The Science Says Emotionally Manipulating the Public is the Best Way to Change the Weather

What you’ll notice about global warming believers is that they are totally unwilling to have adult-style conversations. It is all of this emotional hysteria, which appears generally unhinged.

All global warming activism is some version of Greta’s infamous emotional breakdown at the UN.

I suppose it’s logical enough that “the science” would point out that it’s best to steer clear of logical or fact-based discussions, and instead focus on emotionally manipulating the public.

It’s what we call “the Holocaust model.” If someone asks where the ashes of six million people disappeared to, you just start screaming and crying and saying they’re evil.

It’s sort of weird to publish this strategy in a research paper, maybe.

The Guardian:

Anger is by far the most powerful emotional predictor of whether somebody plans to take part in a climate protest, research suggests.

The study, which asked 2,000 Norwegian adults how they felt about the climate crisis, found the link to activism was seven times stronger for anger than it was for hope. The effects were smaller for other actions, but fear and guilt were the best predictors of policy support, while sadness, fear and hope were the best predictors of behavioural change.

So we should crush hope and replace it with anger, fear, guilt, and sadness.

This seems to be a society-wide policy on every issue, actually.

On average, people reported having fairly mild feelings about the planet heating.

“The problem isn’t that people feel too scared about climate change,” said Thea Gregersen, a climate psychologist at the Norwegian Research Centre and lead author of the study. “The problem, in Norway at least, seems to be that they’re not scared enough.”

In another universe, where I was evil, I would produce a David Cronenberg style movie about global warming.

Everyone would be really scared.

Much more scared than they were of Al Gore’s stupid bullshit about the ice caps melting.

Faced with rising reports of ecological anxiety, psychologists across the world are racing to understand how people’s feelings about the destruction of nature affect their mental health and behaviour. But the few studies to interrogate the link between emotions and actions have shown mixed results.

“We’re nowhere near having a comprehensive understanding,” said Caroline Hickman, a climate psychologist at the University of Bath, who was not involved in the study. “If anybody presents this material confidently as certainties or pretends they’re an expert, ignore them.
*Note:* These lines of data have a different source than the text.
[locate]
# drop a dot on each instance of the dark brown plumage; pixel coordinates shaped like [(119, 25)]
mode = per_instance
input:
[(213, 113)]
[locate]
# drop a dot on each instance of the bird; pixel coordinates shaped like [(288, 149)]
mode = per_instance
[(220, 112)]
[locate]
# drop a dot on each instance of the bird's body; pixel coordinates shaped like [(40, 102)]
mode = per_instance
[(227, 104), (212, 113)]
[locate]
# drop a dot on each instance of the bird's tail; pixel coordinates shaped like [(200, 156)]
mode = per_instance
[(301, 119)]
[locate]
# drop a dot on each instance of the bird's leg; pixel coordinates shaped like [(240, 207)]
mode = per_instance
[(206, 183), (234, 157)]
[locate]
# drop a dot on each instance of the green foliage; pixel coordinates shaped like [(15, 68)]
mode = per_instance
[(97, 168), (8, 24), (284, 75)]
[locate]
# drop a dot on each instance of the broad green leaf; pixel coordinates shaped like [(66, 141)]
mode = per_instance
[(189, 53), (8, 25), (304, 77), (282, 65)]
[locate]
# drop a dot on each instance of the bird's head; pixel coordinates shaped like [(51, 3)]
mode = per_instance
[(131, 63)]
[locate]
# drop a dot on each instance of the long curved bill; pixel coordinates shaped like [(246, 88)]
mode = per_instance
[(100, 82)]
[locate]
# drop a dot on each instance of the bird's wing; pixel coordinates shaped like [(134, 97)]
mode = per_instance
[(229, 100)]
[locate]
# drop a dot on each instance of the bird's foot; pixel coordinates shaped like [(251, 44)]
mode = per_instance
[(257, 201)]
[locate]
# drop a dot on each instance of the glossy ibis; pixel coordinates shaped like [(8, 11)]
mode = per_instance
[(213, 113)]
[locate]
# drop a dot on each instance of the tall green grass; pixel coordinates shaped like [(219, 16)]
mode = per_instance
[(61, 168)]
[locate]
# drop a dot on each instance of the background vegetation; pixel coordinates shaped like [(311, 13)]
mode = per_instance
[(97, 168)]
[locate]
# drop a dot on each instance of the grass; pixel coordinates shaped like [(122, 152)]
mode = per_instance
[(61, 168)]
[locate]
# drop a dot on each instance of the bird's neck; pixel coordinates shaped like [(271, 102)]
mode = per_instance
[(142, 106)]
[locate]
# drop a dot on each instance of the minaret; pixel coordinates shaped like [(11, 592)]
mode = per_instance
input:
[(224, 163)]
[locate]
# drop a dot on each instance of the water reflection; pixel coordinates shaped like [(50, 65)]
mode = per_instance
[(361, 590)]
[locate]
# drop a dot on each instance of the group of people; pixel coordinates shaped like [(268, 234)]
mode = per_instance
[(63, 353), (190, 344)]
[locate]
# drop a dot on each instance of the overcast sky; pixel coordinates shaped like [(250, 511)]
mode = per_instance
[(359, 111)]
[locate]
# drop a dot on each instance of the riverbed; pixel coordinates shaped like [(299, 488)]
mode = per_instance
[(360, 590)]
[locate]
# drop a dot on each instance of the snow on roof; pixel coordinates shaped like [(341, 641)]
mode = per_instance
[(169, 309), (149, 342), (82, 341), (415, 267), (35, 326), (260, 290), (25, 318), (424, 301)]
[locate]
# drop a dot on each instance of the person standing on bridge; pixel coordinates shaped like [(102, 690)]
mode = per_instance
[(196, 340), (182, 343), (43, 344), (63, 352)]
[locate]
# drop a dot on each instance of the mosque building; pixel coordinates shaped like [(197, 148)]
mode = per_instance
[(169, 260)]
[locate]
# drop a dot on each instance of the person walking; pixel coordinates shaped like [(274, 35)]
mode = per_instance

Run away.”

When the researchers in Norway asked participants what made them angry, they found most people mentioned human actions such as causing the climate crisis or failing to stop it. A further 26% said their anger related to human qualities such as people not caring.

I actually understand doing the study.

But The Guardian deciding to publish a report about it is what is amazing.

I’m surprised The Guardian hasn’t been taken over by American Jews at this point. They are constantly publishing stuff you’re not supposed to publish.

People should feel angry because they had been deliberately deceived by fossil fuel companies and governments had let that happen, said Dr Laura Thomas-Walters, a social scientist at the Yale Programme on Climate Communication and an activist with Extinction Rebellion, who was not involved in the studies.

The link from anger to activism was logical, she added. “It’s in the name that activism is an ‘active’ behaviour, and anger can spur action.”

But messages that make people angry can also push others to shut down, particularly if they feel powerless. There were robust studies from health psychology that showed communicating risks could backfire if people were not also told how they could protect themselves, said Lorraine Whitmarsh, the head of the UK’s Centre for Climate Change and Social Transformations, who was not involved in the study. “People really need to feel they can make a difference on climate change. And it’s much harder to make a difference on climate change than it is on health risks, because it’s a great big global collective problem.”

Scientists are working to understand the role that hope plays. A review study published on Tuesday found “partial yet inconclusive evidence” that increasing hope makes people engage more with the climate. It found people whose hope was rooted in complacency were less likely to engage than those whose hope was linked to action.

I think that the fact that the people pushing the global warming hoax are willing to just admit, outright, that there is no reason to try to sway people with facts and they should focus entirely on emotionally manipulating the public basically amounts to evidence that global warming is a hoax.

I’ve never tried to make people angry at Jews, for example. People get angry, but they get angry because I explain to them what the Jews are doing.

I’ve focused more on humor.

I don’t feel a need to emotionally manipulate anyone.

The basic fact is that none of these doomsday scenarios that are being outlined by the global warmers make any logical sense, because the whole thing is a hoax.

Just look at the way they claim forest fires are caused by global warming. Then go look at the fact that forest fires are natural. Then go look at the various theories of how preventing this natural occurrence have been implemented. You then have a full view of how these forest fires are inevitable, and are not related to global warming.

Even if global warming were real, “global warming is causing forest fires” is a demonstrably false statement.

What’s more, the global warmers are very selective in only ever attacking the middle class of Western nations.